# Linear Potential Question

1. Dec 25, 2008

### Domnu

Problem

A particle in one dimension is subjected to a constant force derivable from

$$V = \lambda x$$​

Is the energy spectrum continuous or discrete? Write down an approximate expression for the energy eigenfunction specified by $$E$$.

Solution attempt
We have an unbound state, so we would have a continuous energy spectrum.

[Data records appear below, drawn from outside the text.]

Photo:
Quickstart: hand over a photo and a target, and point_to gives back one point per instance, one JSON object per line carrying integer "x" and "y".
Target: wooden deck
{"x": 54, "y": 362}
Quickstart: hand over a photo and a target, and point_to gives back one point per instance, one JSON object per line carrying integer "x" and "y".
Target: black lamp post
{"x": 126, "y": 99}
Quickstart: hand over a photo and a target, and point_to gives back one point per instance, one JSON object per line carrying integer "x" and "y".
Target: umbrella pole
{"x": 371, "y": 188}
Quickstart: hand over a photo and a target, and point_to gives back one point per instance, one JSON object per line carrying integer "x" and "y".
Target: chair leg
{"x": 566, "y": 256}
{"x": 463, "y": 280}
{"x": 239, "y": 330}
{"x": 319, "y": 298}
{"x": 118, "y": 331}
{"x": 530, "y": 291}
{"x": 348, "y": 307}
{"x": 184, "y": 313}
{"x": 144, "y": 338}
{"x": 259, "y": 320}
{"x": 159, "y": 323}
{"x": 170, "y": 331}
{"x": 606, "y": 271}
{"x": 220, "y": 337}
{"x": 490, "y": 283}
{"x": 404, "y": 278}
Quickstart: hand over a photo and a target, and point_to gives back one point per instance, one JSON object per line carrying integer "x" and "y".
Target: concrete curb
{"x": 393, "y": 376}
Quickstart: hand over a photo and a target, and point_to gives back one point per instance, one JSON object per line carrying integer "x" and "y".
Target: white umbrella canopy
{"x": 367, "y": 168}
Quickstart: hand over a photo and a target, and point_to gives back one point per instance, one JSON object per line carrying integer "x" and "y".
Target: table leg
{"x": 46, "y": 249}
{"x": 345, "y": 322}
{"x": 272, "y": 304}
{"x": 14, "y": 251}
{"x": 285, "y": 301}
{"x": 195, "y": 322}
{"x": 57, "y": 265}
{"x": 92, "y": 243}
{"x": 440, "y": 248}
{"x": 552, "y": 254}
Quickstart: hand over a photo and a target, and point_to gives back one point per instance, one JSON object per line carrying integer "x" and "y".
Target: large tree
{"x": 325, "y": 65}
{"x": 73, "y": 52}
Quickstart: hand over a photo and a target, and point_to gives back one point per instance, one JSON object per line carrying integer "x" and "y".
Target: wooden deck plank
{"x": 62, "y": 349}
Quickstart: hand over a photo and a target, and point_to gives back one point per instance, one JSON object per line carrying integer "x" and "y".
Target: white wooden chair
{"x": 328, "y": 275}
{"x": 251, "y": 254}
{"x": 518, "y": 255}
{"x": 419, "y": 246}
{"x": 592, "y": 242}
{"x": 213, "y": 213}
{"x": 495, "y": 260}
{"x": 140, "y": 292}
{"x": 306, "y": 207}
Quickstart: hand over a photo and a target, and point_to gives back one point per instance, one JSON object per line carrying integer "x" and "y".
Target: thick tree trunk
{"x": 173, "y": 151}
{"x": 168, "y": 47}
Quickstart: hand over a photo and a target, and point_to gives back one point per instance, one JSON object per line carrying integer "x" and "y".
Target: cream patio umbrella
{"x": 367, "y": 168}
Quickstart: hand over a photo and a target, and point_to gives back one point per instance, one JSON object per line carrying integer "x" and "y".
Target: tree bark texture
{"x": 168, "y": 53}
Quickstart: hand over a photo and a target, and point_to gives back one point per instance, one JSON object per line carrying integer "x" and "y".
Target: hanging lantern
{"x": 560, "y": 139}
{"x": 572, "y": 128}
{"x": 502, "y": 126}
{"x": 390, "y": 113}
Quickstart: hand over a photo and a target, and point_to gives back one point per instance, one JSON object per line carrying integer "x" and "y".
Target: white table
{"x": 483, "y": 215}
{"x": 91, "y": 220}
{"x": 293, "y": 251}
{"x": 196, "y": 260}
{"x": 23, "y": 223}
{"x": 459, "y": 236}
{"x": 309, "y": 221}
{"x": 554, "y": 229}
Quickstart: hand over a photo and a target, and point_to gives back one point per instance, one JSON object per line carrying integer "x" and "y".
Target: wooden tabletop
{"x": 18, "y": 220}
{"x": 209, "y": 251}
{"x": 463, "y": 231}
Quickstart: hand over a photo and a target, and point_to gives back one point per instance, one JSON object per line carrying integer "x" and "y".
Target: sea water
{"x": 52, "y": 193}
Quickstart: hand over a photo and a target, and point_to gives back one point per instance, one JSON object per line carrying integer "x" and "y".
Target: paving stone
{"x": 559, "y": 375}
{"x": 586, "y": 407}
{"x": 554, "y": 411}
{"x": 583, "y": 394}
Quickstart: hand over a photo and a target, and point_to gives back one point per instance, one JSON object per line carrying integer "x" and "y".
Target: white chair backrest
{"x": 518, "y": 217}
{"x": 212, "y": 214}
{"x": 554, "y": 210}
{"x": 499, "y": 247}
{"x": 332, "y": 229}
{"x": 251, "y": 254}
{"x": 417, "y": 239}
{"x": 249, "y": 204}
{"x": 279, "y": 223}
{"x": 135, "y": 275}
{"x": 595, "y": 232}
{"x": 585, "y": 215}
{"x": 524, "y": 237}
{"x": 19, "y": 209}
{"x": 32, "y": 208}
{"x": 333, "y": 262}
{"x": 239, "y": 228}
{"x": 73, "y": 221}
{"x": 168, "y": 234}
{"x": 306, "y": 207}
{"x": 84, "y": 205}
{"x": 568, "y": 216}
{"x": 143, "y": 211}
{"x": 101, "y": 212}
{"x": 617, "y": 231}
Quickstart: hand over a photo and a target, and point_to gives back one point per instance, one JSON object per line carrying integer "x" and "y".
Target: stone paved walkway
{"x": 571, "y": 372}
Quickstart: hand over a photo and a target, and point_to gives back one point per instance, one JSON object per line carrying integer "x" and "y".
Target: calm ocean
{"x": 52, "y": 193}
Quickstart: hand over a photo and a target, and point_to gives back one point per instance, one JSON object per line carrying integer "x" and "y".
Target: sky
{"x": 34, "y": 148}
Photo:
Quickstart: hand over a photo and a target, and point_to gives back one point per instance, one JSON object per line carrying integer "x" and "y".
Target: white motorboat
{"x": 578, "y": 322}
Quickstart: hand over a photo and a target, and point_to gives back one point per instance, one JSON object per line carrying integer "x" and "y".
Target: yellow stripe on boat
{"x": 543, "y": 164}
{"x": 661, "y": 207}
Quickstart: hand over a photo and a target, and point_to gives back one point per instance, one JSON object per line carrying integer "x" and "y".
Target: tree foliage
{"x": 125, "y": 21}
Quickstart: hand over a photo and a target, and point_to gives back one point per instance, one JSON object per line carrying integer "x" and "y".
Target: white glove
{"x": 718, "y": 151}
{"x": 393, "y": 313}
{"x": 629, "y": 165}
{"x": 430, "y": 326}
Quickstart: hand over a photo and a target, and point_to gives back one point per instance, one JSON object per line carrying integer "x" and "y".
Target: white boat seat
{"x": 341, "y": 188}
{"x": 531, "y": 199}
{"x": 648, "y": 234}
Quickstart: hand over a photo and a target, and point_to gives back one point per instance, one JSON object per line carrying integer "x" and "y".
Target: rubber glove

Well, I was thinking of something along the lines of $$\psi(x)=e^{-f(\lambda) x} \sin (x-e^{-h(\lambda)})}$$ for the region $$x < E/\lambda$$ (of course, for $$x > E/\lambda$$, we need an exponentially decreasing function); I chose this function based on the following:

1. The function needs to increase exponentially as we go farther left, because the energies are greater than the linear potential by a greater degree.
2. The zeroes need to be bunched together closer as $$x\rightarrow -\infty$$, because the particle is more energetic here.

Above, $$f(\lambda), g(\lambda)$$ are positive functions for $$\lambda > 0$$.

Is the above correct?

2. Dec 26, 2008

### Avodyne

The energy spectrum is continuous, but your guess as to the form of the solution is wrong.

Try writing down the solution for a constant potential (in each region, V<E and V>E), and then plugging in V(x) in place of the constant V.

Also, if you've studied the WKB approximation, this is a good place to apply it. (If not, ignore this comment.)

(I'm going offline for a week, so won't reply further, good luck!)

3. Dec 26, 2008

### Domnu

Oh yeah, heh, I forgot about the WKB. Thanks for the help!